A longa-metragem é apresentada como uma ficção, sobre uma comunidade que decide unir-se para expulsar uma empresa estrangeira que quer construir uma mina de exploração de lítio a céu aberto na sua aldeia.
Perante esta ameaça iminente, a comunidade decide organizar-se para a expulsar das suas terras.
Este filme, em formato western, inspira-se nesta recusa e na luta das gentes de Covas do Barroso contra um inimigo forte.
Este “western social” é, assim, uma encenação de uma luta real de associações locais e ambientalistas de Covas do Barroso e de Boticas, contra o projeto da empresa britânica Savannah Resources.
Numa encenação de um faroeste, a população mobiliza-se munida com as armas de que dispõe – tratores, enxadas, carros de bois, cantigas de protesto.
Paulo Carneiro, que vive em Lisboa, mas conhece aquele território, onde já rodou o documentário de pendor biográfico “Bostofrio, où le ciel rejoint la terre” (2018), decidiu pegar na câmara e juntar-se àquela luta.
Em entrevista à agência Lusa, Paulo Carneiro explica que começou por fazer “uma espécie de documentário”, mas acabou por envolver os habitantes na escrita de uma ficção para que eles concretizassem aquilo que não conseguiram ainda na realidade, impedir o projeto mineiro.
“Há um momento em que eu digo ‘Vamos fazer um filme, todos juntos; eu vou estar aqui, isto não vai ser fácil, mas querem que isto aconteça?’ E eles aceitam.

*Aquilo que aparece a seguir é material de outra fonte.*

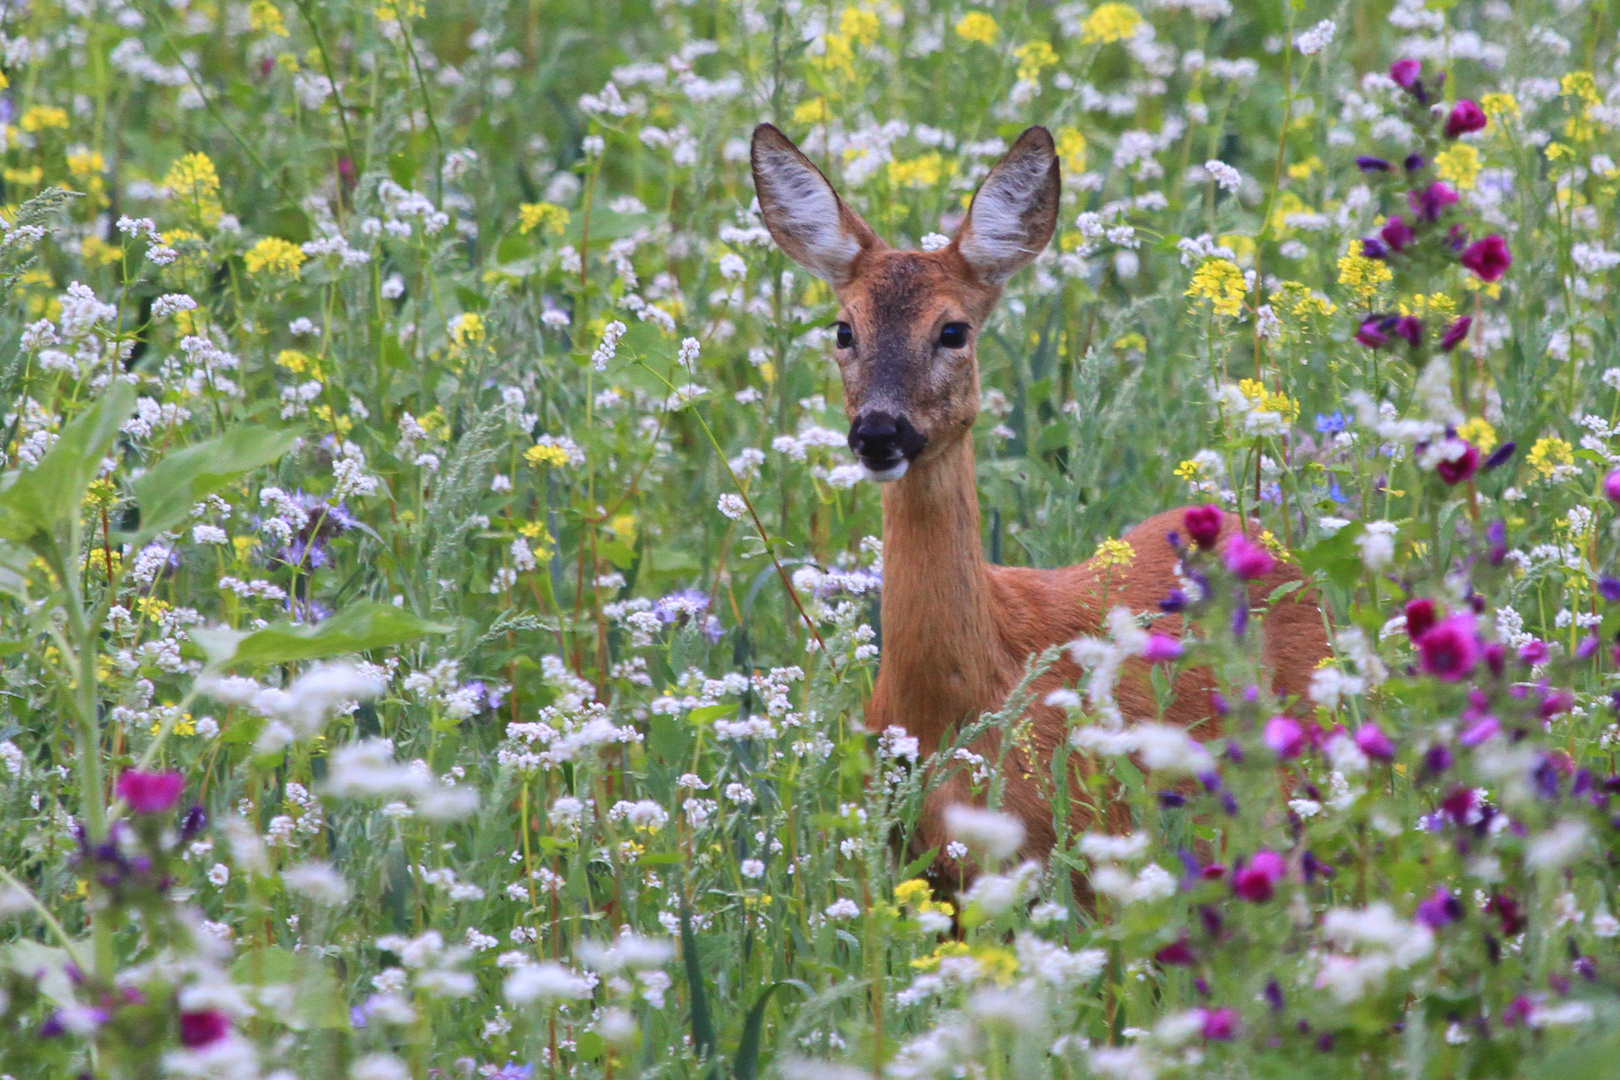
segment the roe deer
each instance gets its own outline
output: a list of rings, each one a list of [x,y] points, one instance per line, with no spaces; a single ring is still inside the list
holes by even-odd
[[[931,252],[886,245],[769,124],[754,131],[753,170],[771,236],[837,295],[849,446],[868,476],[885,485],[883,652],[867,726],[905,728],[926,759],[949,745],[959,725],[1004,707],[1032,655],[1098,634],[1107,614],[1100,610],[1105,571],[1091,563],[1057,570],[994,566],[980,549],[971,434],[979,412],[975,346],[1002,285],[1052,238],[1059,193],[1052,137],[1041,127],[1025,131],[979,185],[949,246]],[[1179,585],[1178,556],[1166,534],[1182,528],[1184,513],[1160,513],[1126,534],[1135,555],[1106,571],[1110,608],[1156,611]],[[1243,527],[1237,515],[1223,517],[1220,547]],[[1298,577],[1279,562],[1253,583],[1251,602],[1263,603]],[[1163,618],[1155,629],[1179,636],[1181,621]],[[1310,591],[1272,604],[1264,634],[1275,690],[1304,693],[1311,670],[1328,654]],[[1119,681],[1119,706],[1128,720],[1156,716],[1146,670],[1143,661],[1132,660]],[[1056,840],[1045,791],[1053,748],[1067,737],[1068,722],[1045,698],[1081,674],[1065,655],[1036,682],[1030,737],[1003,759],[1003,808],[1024,823],[1023,857],[1044,859]],[[1174,689],[1168,721],[1182,727],[1207,721],[1199,734],[1214,734],[1209,673],[1183,671]],[[999,734],[984,734],[972,749],[996,761]],[[1087,766],[1077,760],[1076,767]],[[961,770],[925,800],[913,846],[939,849],[934,873],[942,881],[961,883],[975,872],[946,856],[943,821],[947,806],[971,801]],[[1095,822],[1079,807],[1071,824],[1076,831],[1128,824],[1111,820],[1117,815],[1106,809],[1103,816]]]

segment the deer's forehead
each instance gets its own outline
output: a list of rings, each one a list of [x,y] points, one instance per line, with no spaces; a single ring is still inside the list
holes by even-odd
[[[942,308],[971,310],[969,293],[932,253],[893,252],[863,268],[840,298],[863,322],[901,327],[931,321]]]

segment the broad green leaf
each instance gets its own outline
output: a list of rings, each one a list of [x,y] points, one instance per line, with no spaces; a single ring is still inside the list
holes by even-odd
[[[279,945],[261,946],[231,965],[231,978],[254,986],[290,987],[293,1007],[278,1011],[276,1020],[294,1031],[349,1026],[349,1010],[337,977],[313,956]]]
[[[154,536],[185,520],[194,505],[275,461],[297,441],[296,432],[244,427],[168,455],[135,481],[141,535]]]
[[[281,622],[255,630],[236,643],[236,649],[229,657],[217,662],[288,664],[295,660],[319,660],[389,645],[403,645],[424,634],[444,634],[450,629],[392,604],[362,600],[314,626]],[[205,650],[219,648],[215,641],[205,643],[195,636],[193,640]]]
[[[12,474],[0,489],[0,538],[33,544],[77,514],[85,488],[134,407],[135,388],[114,381],[62,429],[37,466]]]

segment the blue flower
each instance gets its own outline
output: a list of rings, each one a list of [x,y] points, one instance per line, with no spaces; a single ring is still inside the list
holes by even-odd
[[[1334,435],[1345,428],[1344,413],[1334,409],[1331,413],[1316,414],[1316,430],[1320,435]]]

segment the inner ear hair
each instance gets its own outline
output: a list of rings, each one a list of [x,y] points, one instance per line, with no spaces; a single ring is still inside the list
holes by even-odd
[[[1061,194],[1051,133],[1027,129],[973,193],[956,234],[957,250],[980,281],[1000,285],[1045,250]]]
[[[754,129],[754,192],[771,238],[788,258],[837,286],[862,251],[881,244],[815,163],[771,124]]]

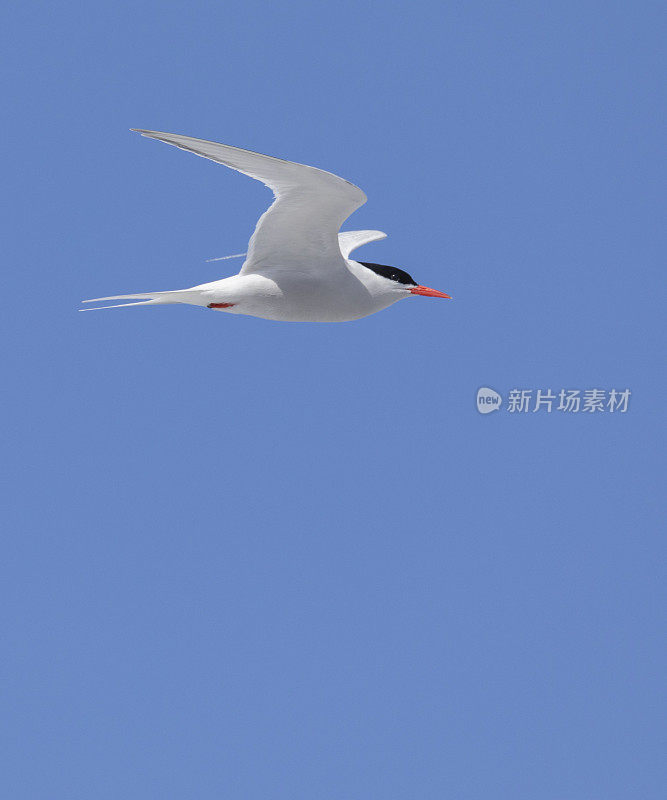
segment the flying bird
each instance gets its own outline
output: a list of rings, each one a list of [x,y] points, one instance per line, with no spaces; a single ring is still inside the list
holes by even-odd
[[[142,292],[84,300],[134,300],[111,306],[187,303],[228,314],[247,314],[284,322],[345,322],[421,295],[446,297],[421,286],[398,267],[353,261],[362,244],[384,239],[382,231],[339,232],[366,202],[354,184],[315,167],[283,161],[216,142],[172,133],[137,130],[142,136],[209,158],[273,191],[274,201],[255,227],[238,275],[190,289]]]

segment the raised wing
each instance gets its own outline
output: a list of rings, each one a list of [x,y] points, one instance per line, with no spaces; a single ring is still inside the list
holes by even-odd
[[[343,258],[349,258],[350,253],[361,247],[362,244],[376,242],[378,239],[386,239],[387,234],[382,231],[342,231],[338,234],[338,246]],[[227,261],[230,258],[243,258],[247,253],[234,253],[231,256],[218,256],[217,258],[207,258],[209,261]]]
[[[386,238],[387,234],[382,231],[342,231],[338,234],[338,246],[343,258],[349,258],[350,253],[357,247],[361,247],[362,244]]]
[[[135,129],[137,130],[137,129]],[[257,222],[241,274],[266,267],[345,266],[338,246],[343,222],[366,202],[354,184],[315,167],[283,161],[190,136],[137,130],[242,172],[273,190],[275,200]]]

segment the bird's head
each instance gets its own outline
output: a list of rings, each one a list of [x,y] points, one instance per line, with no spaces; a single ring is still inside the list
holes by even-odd
[[[438,289],[429,289],[428,286],[420,286],[411,275],[408,275],[398,267],[388,267],[385,264],[373,264],[369,261],[360,261],[364,267],[372,270],[382,281],[382,288],[387,292],[395,293],[407,297],[410,294],[420,294],[423,297],[445,297],[451,300],[451,296],[440,292]]]

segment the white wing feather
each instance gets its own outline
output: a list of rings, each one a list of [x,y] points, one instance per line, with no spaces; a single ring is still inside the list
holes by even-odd
[[[377,242],[379,239],[386,239],[387,234],[382,231],[341,231],[338,234],[338,246],[343,258],[349,258],[350,253],[361,247],[362,244]],[[230,258],[243,258],[247,253],[234,253],[232,256],[218,256],[217,258],[207,258],[209,261],[227,261]]]
[[[386,239],[387,234],[382,231],[342,231],[338,234],[338,245],[343,254],[343,258],[349,258],[350,253],[361,247],[362,244],[377,242],[379,239]]]
[[[275,200],[257,222],[240,274],[271,267],[303,266],[309,271],[345,267],[338,231],[366,202],[359,187],[330,172],[250,150],[190,136],[135,130],[231,167],[273,190]]]

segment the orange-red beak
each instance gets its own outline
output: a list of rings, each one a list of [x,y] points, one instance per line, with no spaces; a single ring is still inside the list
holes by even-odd
[[[429,289],[428,286],[413,286],[410,291],[412,294],[423,294],[424,297],[446,297],[451,300],[451,295],[439,292],[437,289]]]

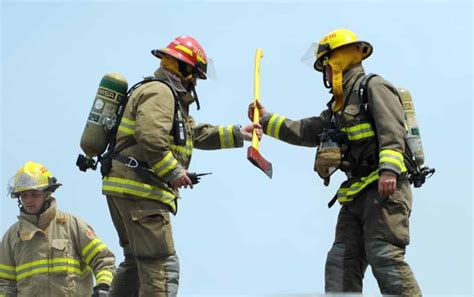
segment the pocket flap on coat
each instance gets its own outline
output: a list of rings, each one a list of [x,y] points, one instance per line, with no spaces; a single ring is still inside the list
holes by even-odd
[[[356,116],[360,112],[360,105],[359,104],[349,104],[344,109],[344,112],[351,116]]]
[[[67,247],[68,241],[68,239],[53,239],[51,240],[51,247],[58,251],[64,251]]]
[[[167,219],[168,211],[164,209],[139,209],[130,212],[132,220],[134,222],[140,221],[144,218],[158,216],[163,219],[164,222],[169,223]]]

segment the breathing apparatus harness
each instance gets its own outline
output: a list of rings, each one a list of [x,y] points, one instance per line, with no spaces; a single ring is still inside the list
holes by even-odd
[[[171,86],[169,82],[163,79],[157,79],[154,77],[145,77],[144,80],[133,85],[127,91],[127,96],[124,97],[123,102],[120,102],[120,106],[117,109],[117,112],[116,112],[117,123],[120,123],[123,117],[123,114],[125,112],[125,106],[127,105],[128,99],[132,95],[133,91],[143,86],[144,84],[147,84],[150,82],[156,82],[156,81],[167,85],[173,93],[173,96],[175,98],[174,100],[175,108],[174,108],[173,128],[171,130],[171,133],[173,135],[176,145],[184,145],[186,144],[186,127],[185,127],[183,112],[181,111],[181,104],[179,103],[179,94],[174,90],[174,88]],[[196,103],[197,102],[198,101],[196,97]],[[138,168],[138,169],[149,171],[149,165],[147,162],[137,160],[131,156],[127,157],[127,156],[120,155],[121,151],[134,145],[134,143],[121,147],[120,150],[116,150],[115,146],[116,146],[116,140],[117,140],[116,136],[117,136],[118,126],[119,125],[115,125],[115,127],[111,131],[112,138],[110,140],[109,146],[107,147],[107,152],[104,155],[99,156],[97,160],[97,162],[101,163],[100,172],[102,174],[102,177],[109,175],[110,171],[112,170],[112,159],[122,162],[129,168]]]
[[[377,74],[368,74],[364,76],[359,86],[359,98],[362,103],[362,107],[370,115],[370,121],[372,122],[373,127],[375,128],[374,118],[370,113],[369,105],[369,95],[368,95],[368,86],[369,81],[378,76]],[[400,96],[398,95],[400,103],[403,105]],[[413,154],[410,146],[408,146],[407,138],[405,137],[405,154],[404,154],[405,166],[407,168],[407,178],[410,181],[410,184],[413,184],[415,188],[420,188],[423,186],[427,178],[430,178],[435,173],[435,168],[430,168],[428,166],[420,167],[415,162],[415,155]]]
[[[324,70],[325,70],[325,67],[327,67],[327,66],[324,66]],[[324,71],[324,73],[325,73],[325,71]],[[356,82],[359,78],[360,77],[356,78]],[[326,75],[324,75],[324,81],[325,81],[325,86],[330,87],[330,86],[326,85],[326,83],[327,83]],[[354,90],[355,85],[356,85],[356,83],[354,83],[352,85],[349,94],[352,93],[352,91]],[[324,132],[319,135],[320,145],[318,146],[318,150],[316,152],[316,160],[315,160],[315,168],[314,168],[315,171],[318,172],[318,175],[321,178],[323,178],[325,186],[329,185],[330,176],[332,175],[332,173],[334,173],[337,169],[339,169],[341,167],[341,165],[344,164],[343,163],[343,161],[345,161],[344,160],[344,153],[348,150],[348,147],[350,145],[349,139],[347,137],[347,133],[345,133],[345,132],[343,132],[343,131],[336,128],[334,111],[332,110],[333,102],[334,102],[334,97],[327,104],[328,111],[329,111],[328,115],[329,115],[330,120],[327,122],[327,126],[326,126],[326,129],[324,130]],[[347,103],[347,101],[346,101],[346,103]],[[342,110],[344,110],[346,103],[344,104]],[[345,123],[345,118],[344,117],[342,117],[342,118],[343,118],[344,123]],[[347,126],[347,125],[344,124],[344,126]],[[329,173],[329,176],[323,176],[320,173],[320,170],[317,170],[317,168],[316,168],[317,167],[317,162],[318,162],[318,157],[319,157],[322,149],[325,148],[325,147],[339,148],[339,150],[340,150],[339,165],[337,167],[335,167],[332,172]]]
[[[349,92],[349,94],[352,94],[352,92],[354,90],[354,87],[356,86],[357,82],[362,78],[362,80],[359,84],[358,95],[359,95],[359,98],[360,98],[361,107],[369,115],[369,120],[370,120],[370,122],[371,122],[371,124],[374,128],[376,127],[375,126],[375,121],[374,121],[374,118],[373,118],[373,116],[370,112],[370,105],[369,105],[369,101],[368,101],[368,83],[375,76],[377,76],[377,75],[376,74],[368,74],[368,75],[360,74],[355,79],[355,82],[353,83],[353,85],[350,89],[350,92]],[[325,81],[326,81],[326,79],[325,79]],[[401,98],[399,98],[399,99],[401,101]],[[331,108],[332,102],[333,102],[333,100],[331,100],[328,103],[329,116],[330,116],[331,120],[329,121],[326,130],[320,135],[320,140],[321,140],[320,147],[323,146],[325,142],[334,142],[340,148],[343,148],[344,146],[346,146],[346,148],[347,148],[347,147],[350,146],[350,141],[348,140],[346,133],[336,129],[336,127],[335,127],[334,112],[332,111],[332,108]],[[344,106],[343,106],[342,110],[344,110],[346,108],[346,105],[347,105],[347,100],[345,100],[345,103],[344,103]],[[342,117],[342,119],[345,123],[346,119],[344,117]],[[347,125],[344,124],[344,126],[347,126]],[[377,139],[376,139],[376,141],[377,141]],[[345,151],[346,150],[341,149],[341,165],[343,164],[342,160],[344,160],[344,152]],[[319,148],[318,148],[318,152],[319,152]],[[365,164],[364,167],[367,167],[366,168],[367,170],[362,170],[362,171],[370,171],[371,169],[373,169],[377,166],[377,164],[378,164],[378,153],[376,153],[374,158],[375,158],[374,159],[375,161],[373,162],[374,164]],[[350,167],[354,168],[354,169],[360,168],[361,166],[364,165],[364,164],[362,164],[363,162],[365,162],[365,161],[357,160],[357,164],[351,165]],[[369,161],[368,163],[372,163],[372,162]],[[421,187],[425,183],[426,179],[431,177],[435,173],[434,168],[429,168],[427,166],[419,167],[416,164],[414,154],[413,154],[412,150],[410,149],[410,147],[407,144],[406,137],[405,137],[404,163],[405,163],[405,166],[407,167],[407,179],[410,182],[410,184],[413,184],[413,186],[415,188]],[[319,174],[319,172],[318,172],[318,174]],[[323,178],[323,179],[324,179],[324,185],[326,185],[326,186],[329,185],[329,176],[326,177],[326,178]],[[337,194],[329,201],[328,207],[331,208],[336,201],[337,201]]]

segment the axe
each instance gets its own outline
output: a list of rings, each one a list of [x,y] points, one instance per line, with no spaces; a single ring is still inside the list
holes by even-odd
[[[263,58],[263,50],[257,49],[255,53],[255,70],[254,70],[254,89],[253,89],[253,122],[260,122],[260,113],[257,108],[257,101],[260,99],[260,60]],[[272,163],[265,160],[260,155],[258,150],[258,137],[255,129],[252,133],[252,145],[247,150],[247,159],[252,162],[253,165],[260,168],[269,178],[272,178],[273,170]]]

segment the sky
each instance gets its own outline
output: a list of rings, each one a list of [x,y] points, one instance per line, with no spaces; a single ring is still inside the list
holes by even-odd
[[[470,1],[2,1],[0,183],[28,160],[46,165],[63,184],[60,209],[90,223],[120,261],[100,173],[75,166],[102,76],[120,72],[132,85],[159,66],[152,49],[193,36],[218,77],[199,82],[201,110],[191,114],[245,125],[262,48],[262,103],[301,119],[330,97],[300,58],[326,33],[348,28],[374,47],[366,72],[412,93],[426,163],[436,168],[413,190],[406,259],[425,295],[470,295],[472,15]],[[322,294],[340,208],[327,202],[344,176],[325,187],[313,171],[315,148],[265,137],[270,180],[247,161],[248,146],[193,152],[190,170],[213,174],[181,192],[172,218],[180,296]],[[6,190],[2,196],[1,234],[18,213]],[[370,269],[364,293],[379,294]]]

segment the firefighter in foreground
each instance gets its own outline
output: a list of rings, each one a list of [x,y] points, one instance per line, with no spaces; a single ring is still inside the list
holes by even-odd
[[[57,209],[51,194],[59,186],[34,162],[13,177],[20,215],[1,242],[0,296],[107,296],[115,257],[91,226]]]
[[[177,296],[179,261],[170,224],[178,210],[178,189],[193,187],[187,169],[193,148],[216,150],[243,146],[259,124],[196,125],[190,105],[199,101],[195,86],[207,78],[208,60],[193,38],[181,36],[152,50],[161,59],[154,77],[130,95],[105,172],[107,196],[124,261],[111,296]],[[104,162],[103,162],[104,164]]]
[[[359,86],[362,60],[372,46],[346,29],[324,36],[314,68],[332,98],[320,116],[298,121],[259,104],[265,134],[290,144],[318,147],[315,170],[325,185],[341,169],[347,175],[335,198],[342,205],[325,268],[326,292],[362,292],[370,265],[382,294],[419,296],[405,262],[412,194],[404,164],[404,110],[397,90],[380,76],[370,80],[368,104]],[[249,106],[249,117],[253,104]]]

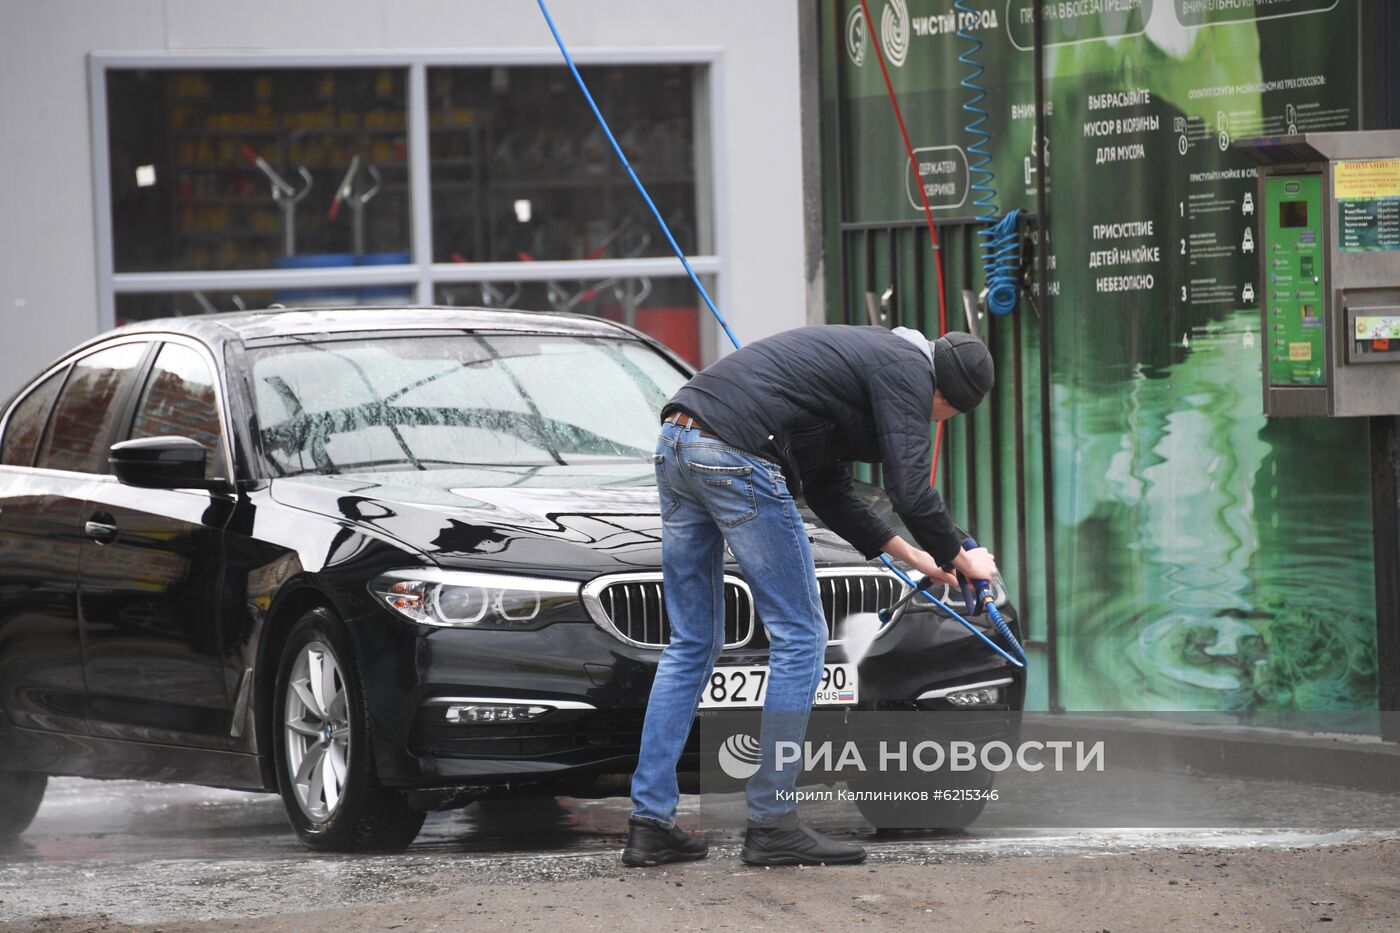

A partir deste momento não se pode voltar atrás: Quando se entra na luta não se sai da luta. E nós, com o cinema, usamos o cinema como arma dessa luta. A verdade é que nunca ninguém desistiu e o filme existe”, afirma Paulo Carneiro, à Lusa.
No filme entram algumas das pessoas que têm dado a cara contra o projeto da Savannah Resources, como a presidente da Comunidade Local dos Baldios de Covas do Barroso, Aida Fernandes, Maria Loureiro e Carlos Libo, que interpreta músicas de protesto.
“É um bocado difícil de acreditar que o cinema pode mudar alguma coisa, mas pelo menos que dê visibilidade e que faça com que se fale sobre o que se está a passar, que dê voz ao que acontece neste momento no terreno”, aponta à Lusa, ele que irá pessoalmente a Cannes, acompanhado de alguns dos habitantes de Covas do Barroso.
“Covas do Barroso é uma aldeia vizinha de Bostofrio, onde nasceu o meu pai e onde fiz o meu primeiro filme, ‘Bostofrio, où le ciel rejoint la terre’. Esta proximidade geográfica e afetiva levou a que, desde 2018, me mantivesse atento às notícias acerca de negócios pouco claros com vista ao eventual desenvolvimento de uma exploração mineira na região, por parte da Savannah Resources. Foi sobretudo pelo povo e pelas atividades ancestrais que florescem em Covas do Barroso que decidi juntar-me à luta pela defesa deste modo de vida. O cinema tem uma responsabilidade de envolvimento a que não posso fugir. Nos meus filmes, procuro estar ao lado das pessoas, sem me reger por políticas económicas ou especulatórias de quem não conhece ou vive o território”, aponta o realizador.
“A Savana e a Montanha” tem estreia na “Quinzena de Cineastas, que decorrerá de 15 a 25 de maio”, em Cannes, onde serão feitos contactos para a sua distribuição internacional, enquanto se planeia também a exibição em Portugal, numa primeira apresentação em Covas do Barroso, para a população local, ainda sem data anunciada.
A presença de “A Savana e a Montanha” no Festival de Cannes acentua, assim, a relevância do cinema como meio de amplificação de questões sociais e ambientais, permitindo ainda dar visibilidade internacional a lutas nacionais.